API

POST to https://env.zignsec.com/v2/ekyc/fuzzymatch    where env is API or test. (Note that compareItems is an earlier still operational synonym for fuzzyMatch API above)

API overview

  • FuzzyMatch is a general fuzzy match service for freely comparing strings or structures/objects (JSON). The response is a total score and details for each string comparison.
  • It is free of charge.
  • The main MatchScore field shows a high-level score: HIGH means a good match, MEDIUM means a possible and LOW means no match.
  • See Match Scoring algorithm for expression details and pre-defined scorer configurations.
  • See Scoringexpression for customization of the scoring algorithm.
  • Note that both names and values are case insensitive in the data. Ex “name”:“John” is the same as “Name”:“JOHN”.

A first look

Raw request:

POST https://test.zignsec.com/v2/ekyc/fuzzymatch HTTP/1.1
Content-Type: application/json; charset=UTF-8
Authorization: -your key here-
Host: test.zignsec.com
Content-Length: 120

{
"Item1":{"fulllname":"Edgar Allan Poe"},
"Item2":{"fulllname":"Egar Alin Poe"},
"responseformat":"structured"
}

The response is: 3 characters distance (lD=3), MEDIUM match and 80% similarity. (ie the changes are: 1- delete a D; 2- delete an L; and 3- switch an A into an I)

{
  "id":"e85144b0-9399-4803-9f8e-9fec3da0856a",
  "errors":[],
  "MatchScore":{
    "MatchLevel":"MEDIUM",
    "MatchPercentage":80,
    "SubScores":
[
 {
   "FieldName":"fulllname", 
   "CouldBeComputed":true, 
   "MatchPercentage":80, 
   "Weight":1.0, 
   "ComparisonType":"LevenshteinDistance", 
   "MeasureOfLevenshteinDistance":3,
   "MeasureOfEquality":false
  }
 ],
 "ScoringExpression":"85%/60% | fulllname;1;ld"
}

FuzzyMatch API

The main element in the response is the MatchScore which shows the degree of match in a stop-light fashion – either HIGH (a good match), MEDIUM or LOW, followed by detailed percentages for each sub score computed. For quicker reading of the results, the ResponseFormat is set to Flat per default, showing a format closely resembling the in data parameter ScoringExpression Note: The item1 and item2 parameters can switch places without changing the match score (except for that the only item1 will set which fields are expected).
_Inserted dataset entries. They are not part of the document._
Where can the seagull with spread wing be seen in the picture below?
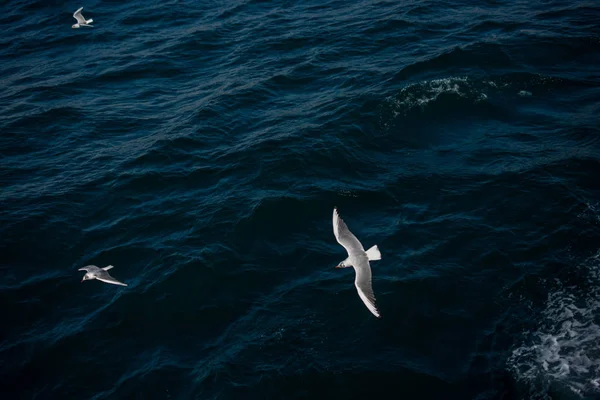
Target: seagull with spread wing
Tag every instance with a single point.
(81, 21)
(359, 259)
(101, 274)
Note: Two call options either set Item2 or Items2s. Multiple comparisons can be performed on the same call by sending in an Item2s array.

Parameters

Item1Any Json, for example an Address structure to be compared with either a Item2, or an array of Item2s.
Item2A Json object, for example an address, which should be compared to Item1. Response is in MatchScore.
Item2sAn array of Json objects, for example addresses, where each item should be compared to Item1. Response is in MatchScores array.
ScoringExpressionOptional parameter. A detailed rule expression that controls the comparison.
ScorerOptional parameter. A pre-defined ruleset looked up by name, for example ‘Address’ or ‘Identity’.
ResponseFormatOptional parameter. Can be set to either Flat or Structured. Flat format is more compact and readable, and is the default format.

Scoring Rules

The scoring rules can be changed on each call with ScoringExpression and Scorer respectively:

  • See Example 1: Thoroughly explains the rules using the built-in ScoringExpression “address”
  • See Example 2: By ScoringExpression, a custom rule string controlling the comparison.
  • See Example 3: Automatic scoring. If neither ScoringExpression nor Scorer was set, an automatic comparison is performed with all fields in Item1 and default weights and comparison method (i.e., 1.0 and LevenshteinDistance).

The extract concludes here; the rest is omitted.